If the COMP_USE_LEDGER value is set to 1 then this key is ignored during origination and you will need to check your connected ledger and approve each transaction there. You must make sure the COMP_ADMIN
wallet address matches the ledger, and the correct COMP_LEDGER_PATH
is set in your env file (default wallet for Tezos on ledger is 44'/1729'/0'/0
and subsequent wallets created in ledger live are 44'/1729'/1'/0
then 44'/1729'/2'/0
etc)
All mainnet
deployments should happen through a ledger hardware wallet only and you should deploy to ghostnet
using the same wallet you will deploy to mainnet
(i.e. through your ledger)
During the compile.sh
process the script will check if new TZIP16 metadata has been generated or not.

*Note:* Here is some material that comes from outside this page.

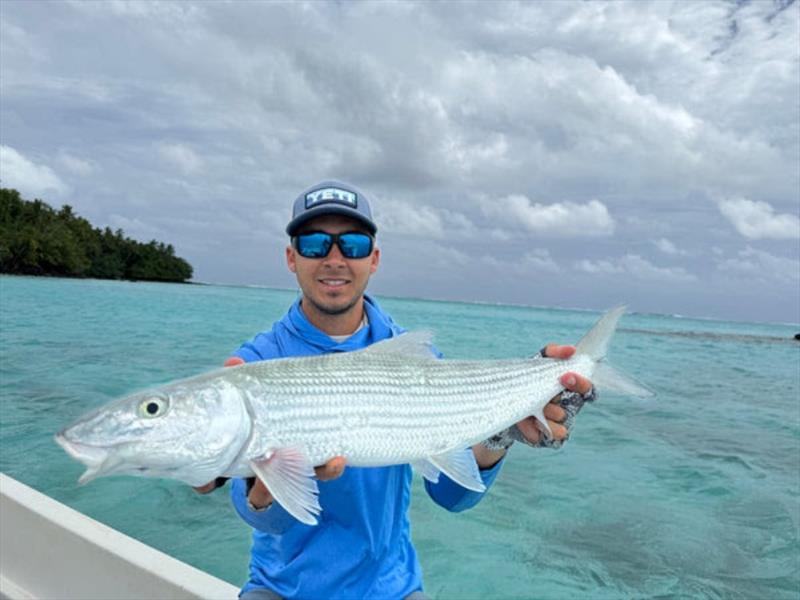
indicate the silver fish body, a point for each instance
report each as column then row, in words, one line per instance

If new metadata is generated (i.e. you change the contract tzip16 metadata) then a new IPFS CID will be generated and pinned to ipfs and filecoin using https://nft.storage. You need to add a free key to the STORAGE_API_KEY
value in your selected .env file. See https://nft.storage/docs/quickstart/#get-an-api-token for information on how to get this key. The selected .env
file will be updated with the new COMP_TZIP16
value.
To define a mythic GOGO, such as Aukouma (#786) the DNA is set to a repeating pattern of the same number 101 with the resulting DNA being 101_101_101_101_101_101_101_101_101_101
In the case of GOGOs the threshold is '100' and any DNA trait ID above that number is considered mythic. If your collection has more than 100 traits then increase this value to 1000 and make the adjustment in the contract. All mythics must be defined in the contract.
Once the contract is deployed you can prime it with all of your DNA.

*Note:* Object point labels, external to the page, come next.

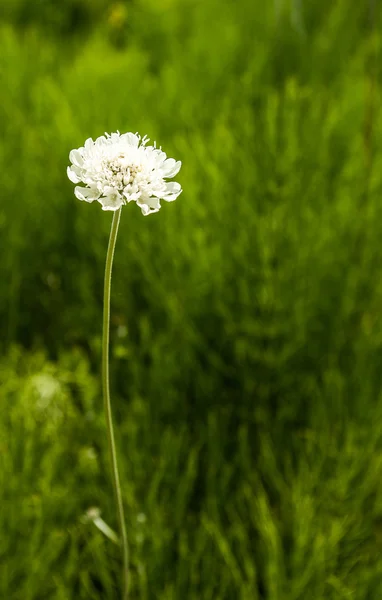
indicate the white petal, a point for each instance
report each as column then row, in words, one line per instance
column 173, row 189
column 88, row 144
column 171, row 167
column 73, row 174
column 76, row 158
column 87, row 194
column 113, row 201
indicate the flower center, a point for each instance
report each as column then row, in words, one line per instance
column 119, row 173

This is a very expensive operation so be sure that you've done all of your testing on ghostnet before performing this operation on mainnet.
You can call ./prime.sh <network> <contract>
to upload the contents of your dna/dna.json
file to the contract you originated.
This is a multi-step operation. If your token count is beyond a certain threshold and you're deploying with a ledger hardware wallet you will have to confirm each transaction on your device.
The file looks like this:
{
"1": [
0,
4,
9,
14,
13,
4,
3,
7,
1,
2
],
// all entries
}
where "1" is token ID 1 and the values are just the defined marker IDs in an array that matches your contract trait definition.
Deployment costs are triple to bigmaps with this contract. Instead of costing ~42 tez for the GOGOs DNA priming operation across 5555 tokens it's around ~126tz so the choice comes from deployment efficiency.
You can change it to a big_map in the contract/dna_registry.py
file if you don't mind paying extra to have the info in a big_map.